Residential property can be the place you live at, holiday home/unit or a house rented to another person or family who live there. It is not dependent on how it is zoned but the zone would usually be residential and not commercial. A residential house can be used 100% to carry on a business (such as a small accounting practice or hairdresser) classifying the property as business real property (commercial). Different rules apply to commercial property. The points below assume that residential property is not business real or commercial property.

The benefits of buying property through SMSF are well publicised and include tax advantages from negative gearing, diversification within the SMSF and the degree of control over the investment that the trustee enjoys.

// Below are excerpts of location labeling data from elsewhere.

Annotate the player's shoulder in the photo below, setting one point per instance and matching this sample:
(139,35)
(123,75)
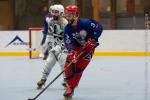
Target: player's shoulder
(87,22)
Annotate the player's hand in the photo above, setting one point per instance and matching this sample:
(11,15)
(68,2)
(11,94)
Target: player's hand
(73,56)
(56,49)
(90,44)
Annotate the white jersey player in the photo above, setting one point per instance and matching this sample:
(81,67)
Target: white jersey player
(55,42)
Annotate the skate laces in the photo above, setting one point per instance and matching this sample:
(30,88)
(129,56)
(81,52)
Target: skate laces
(69,90)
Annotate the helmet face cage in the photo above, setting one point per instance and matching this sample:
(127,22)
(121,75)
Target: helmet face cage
(71,11)
(57,9)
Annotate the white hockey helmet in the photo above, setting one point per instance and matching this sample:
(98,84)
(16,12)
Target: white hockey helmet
(57,7)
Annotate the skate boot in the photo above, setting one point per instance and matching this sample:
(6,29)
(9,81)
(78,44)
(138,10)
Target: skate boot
(64,84)
(69,93)
(41,83)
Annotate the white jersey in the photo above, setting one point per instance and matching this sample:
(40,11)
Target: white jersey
(55,33)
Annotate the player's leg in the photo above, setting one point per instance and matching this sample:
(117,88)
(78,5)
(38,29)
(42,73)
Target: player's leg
(61,61)
(74,73)
(50,62)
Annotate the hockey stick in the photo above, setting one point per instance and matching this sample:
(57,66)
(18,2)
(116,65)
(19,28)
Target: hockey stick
(147,26)
(53,80)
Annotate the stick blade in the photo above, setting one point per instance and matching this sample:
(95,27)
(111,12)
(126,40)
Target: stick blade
(30,99)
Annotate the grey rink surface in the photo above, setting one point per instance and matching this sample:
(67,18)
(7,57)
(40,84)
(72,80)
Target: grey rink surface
(105,78)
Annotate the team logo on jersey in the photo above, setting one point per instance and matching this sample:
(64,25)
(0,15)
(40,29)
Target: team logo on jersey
(17,41)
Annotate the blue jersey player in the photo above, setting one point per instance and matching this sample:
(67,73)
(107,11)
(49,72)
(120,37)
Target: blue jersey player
(81,39)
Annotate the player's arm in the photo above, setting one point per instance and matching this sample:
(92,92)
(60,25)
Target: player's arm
(96,31)
(44,32)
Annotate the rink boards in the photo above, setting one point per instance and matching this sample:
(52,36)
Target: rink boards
(112,43)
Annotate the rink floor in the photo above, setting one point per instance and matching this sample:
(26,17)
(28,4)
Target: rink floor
(106,78)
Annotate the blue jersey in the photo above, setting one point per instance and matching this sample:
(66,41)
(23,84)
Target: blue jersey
(75,36)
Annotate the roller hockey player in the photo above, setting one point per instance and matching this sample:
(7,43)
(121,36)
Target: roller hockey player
(44,44)
(55,42)
(81,39)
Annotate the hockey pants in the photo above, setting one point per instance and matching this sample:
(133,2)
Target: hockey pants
(74,72)
(51,61)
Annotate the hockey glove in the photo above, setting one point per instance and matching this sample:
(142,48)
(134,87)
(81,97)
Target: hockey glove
(56,49)
(91,44)
(73,56)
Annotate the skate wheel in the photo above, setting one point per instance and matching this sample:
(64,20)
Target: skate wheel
(67,97)
(39,88)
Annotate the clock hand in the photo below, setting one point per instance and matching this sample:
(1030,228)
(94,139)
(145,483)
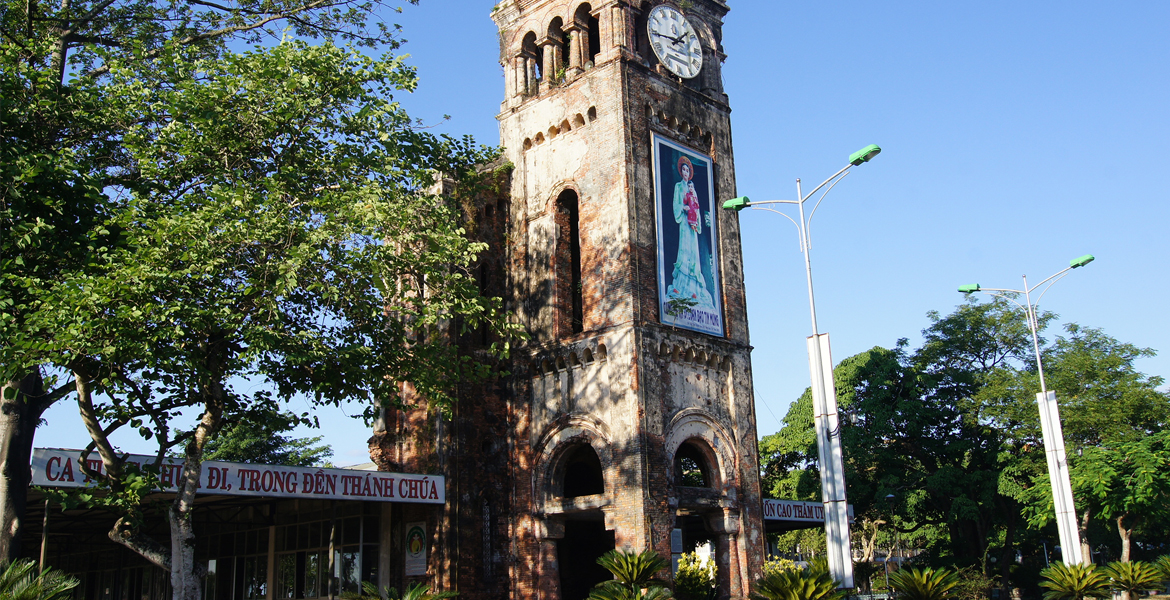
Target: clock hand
(673,40)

Keep in mind we do not provide financial advice so although we are happy to explain the rules the fund must follow to ensure holding property in your SMSF remains compliant we do not comment or advise on clients investment decisions. 

Disclaimer: The information provided is a guide only and any purchase of residential property by the Fund should only be done after consultation with your SMSF Accountant or your Licensed Financial Adviser.

Pros and Cons of using SMSF to Buy Property

Can I buy an Investment Property in my Self-Managed Super Fund?

Short answer is yes you can buy a property in your superannuation fund. The big question is do the benefits of buying property in SMSF outweigh the costs in your unique situation. In deciding this the trustee will need to consider whether the investment fits within the investment objectives of the SMSF and is it going to provide regular income or capital gains on sale.  This analysis is about working out is SMSF property investment worth it in your personal financial situation. 

In making this decision you should consider how is it going to be managed and who is the Trustee buying the property from? Is the purchase allowed by the Fund’s trust deed? How is the property to be funded? Is the property being purchased directly by the Fund, held within a unit trust or company or held jointly with another party. Consider cashflow as residential property  is not easily liquidated.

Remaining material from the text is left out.